Ive loaded for these calibers many times previously, but dont have the powders in house right now other than some IMR-4895. May give your Varget a try though with 165 SST bullets.
Its not going to be my primary weapon for deer hunting, as I have a lot of bolts for that. However, on the deer drives and walking the wood lots [instead of sitting in the tree stand] I could see where the speedy follow up shot could be advantageous. Looked for a 94 Win in 25-35 but when the ship went down so did that idea!! I also figure to load some varmint rounds for chucks. I know its overkill, but the farmer really wouldnt care if we brought in a 50 BMG for chuck control. Probably some Speer TNT hollow points for that task.
As I said previously, thats a fine looking firearm you have there, right on par with the M-70 Supergrades. Keep the load data coming interested to see if anything may work in the Rem that youve tried. Thanks, Rich


----------



## rzdrmh (Dec 30, 2003)

the 7400 that i've got (well, actually its my sons, although its in my care for another 8 years, until he turns 12) is the same gun my father-in-law and brother-in-law shoot.
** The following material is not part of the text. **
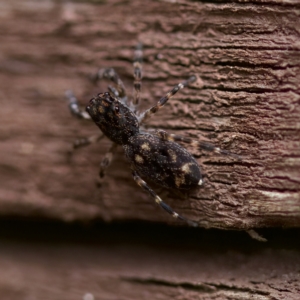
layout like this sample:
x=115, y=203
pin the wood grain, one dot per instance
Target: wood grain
x=246, y=100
between them, and my FIL's brother, they kept about six 7400's around, using some as backups.

based on their load data - all of those 7400's liked imr-4064. that's why i've got so much of it right now.. 180 grain roundnose, flatbase sierras, with 48 grains of imr-4064 (running about 2700 fps), if i remember correctly. i can check his old records. that's what i'll start with in that 7400 i've got. i've seen my FIL's targets - and he easily gets 1.5" out of it. mind you, he's a deer hunter. not a benchrest kind of guy. shoots a box of shells a year prior to the season off the picnic table. i'd guess that combo would get tighter if he'd set down some sandbags.

since i'll start grouping the savage at the range next time, maybe i'll toss in that 7400 with that 4064 and give it a try. i'll let you know what i find.


----------



## Huntsman27 (Sep 29, 2004)

I just picked my 30-06 up and brought it home. Going to give it a good scrubbing tonight.
I called one of my friends that shoots the military matches [M1As and the Garands] and suggests using the IMR4064, as he said thats all he would use in an 06 semi auto. Said its reliable,consistent,and accurate. Hes also helped before with 22-250 and 220 Swift loads [kind of the go-to guy for loading--been around awhile]. You guys have convinced me to give it a try.
Figure to be purchasing some of that powder and primers this weekend. Dont know about range time as I heard we may have 20+ mph winds this weekend.
I had been holding out for the new Rem 750 in 35 Whelen, but if this one shoots well, Ill probably just drop that idea. We get a decent weekend, and you want to get together to shoot/compare notes, let me know. Your not to far away. Rich


----------